Elsewhere, post-trade infrastructure incumbents and startups meditated on the possibility that distributed ledgers might prevent the next Lehman's collapse. This proposition, moderated by Consult Hyperion's Salome Parulava, seems sane enough. It was a couple of days after Lehman that banks froze and were unable to lend or bank with each other because nobody knew who owned what any more.

Greg Schvey, CEO of Axoni, which has built a blockchain-like system for ICAP and its partners, said that as far as fabled golden records are concerned, there are workable trade information warehouses, but this means a scattering of data and a need for continual reconciliation.

Taking the side of incumbents, Jennifer Peve of the DTCC said the best way to retain a semblance of governance would be through a careful and gradual process of integration, "plugging into infrastructure".

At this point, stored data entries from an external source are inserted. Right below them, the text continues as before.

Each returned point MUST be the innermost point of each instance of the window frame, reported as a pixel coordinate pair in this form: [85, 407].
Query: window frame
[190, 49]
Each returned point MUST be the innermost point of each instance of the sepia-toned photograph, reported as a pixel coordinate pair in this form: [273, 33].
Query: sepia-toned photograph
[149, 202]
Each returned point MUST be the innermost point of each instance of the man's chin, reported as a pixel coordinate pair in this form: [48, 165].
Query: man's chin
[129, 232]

Schvey said things varied depending on which architecture one selected, "whether or not to have a logic layer baked in". He mentioned Bitcoin in the capacity and also the messaging system used by Ethereum and said Axoni had seen better results with the latter.

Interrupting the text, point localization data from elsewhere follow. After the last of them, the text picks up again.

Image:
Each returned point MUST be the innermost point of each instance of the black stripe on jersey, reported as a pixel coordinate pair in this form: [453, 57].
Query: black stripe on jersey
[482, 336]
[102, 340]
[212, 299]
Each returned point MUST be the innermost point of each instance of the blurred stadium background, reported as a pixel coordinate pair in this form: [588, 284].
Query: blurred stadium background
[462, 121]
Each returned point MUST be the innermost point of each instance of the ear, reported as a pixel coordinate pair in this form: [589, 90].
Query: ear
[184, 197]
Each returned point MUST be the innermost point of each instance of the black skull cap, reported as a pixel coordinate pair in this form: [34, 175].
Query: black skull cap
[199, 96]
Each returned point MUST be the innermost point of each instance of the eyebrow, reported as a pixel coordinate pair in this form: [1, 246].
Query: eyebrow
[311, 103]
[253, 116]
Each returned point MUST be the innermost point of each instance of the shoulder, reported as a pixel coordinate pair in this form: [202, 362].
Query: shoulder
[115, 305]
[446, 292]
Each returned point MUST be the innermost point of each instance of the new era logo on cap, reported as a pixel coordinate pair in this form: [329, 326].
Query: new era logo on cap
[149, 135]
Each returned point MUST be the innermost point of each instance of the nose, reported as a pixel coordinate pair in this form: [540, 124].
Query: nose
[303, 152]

Parulava lamented that Clearmatics CEO Robert Sams, who was billed on the panel, had not made it to the event. This is definitely true, because Sams offers less quarter to automated intermediation than anyone on that panel and most people looking at this space.

In fact he suggests a "centralisation paradox" can befall blockchain design, depending on where the distributed ledger is located in the post-trade lifecycle.

If the distributed ledger technology (DLT) comes only at the end of the post-trade life cycle, then some other technology or technologies are automating the post trade processes up until that point. Then the DLT could end up turning a distributed, industry-wide golden record into an intermediary technology service, even if the DLT is itself a technology commons and open source.

This could have the rather paradoxical consequence of actually concentrating rather than decentralising post-trade intermediation. It's a process that needs to be automated and if the automation of that process isn't based on a model of distributed automation, but some other type of technology, it doesn't matter that the distributed ledger is distributed, Sams points out.

It's interesting to see the industry wrestle with the concept of shared ledger technology and how much intermediation and centralisation might accompany that. But it would be remiss to say this sort of difficulty only befalls the herd of banking and finance blockchain builders and marketers out there.

At a panel session on reaching consensus on open blockchains, Ethereum's Vitalik Buterin pointed out the same sort of internal centralisation risks blight Bitcoin, "because if the spec is an implementation then the developers of that implementation become the new point of centralisation."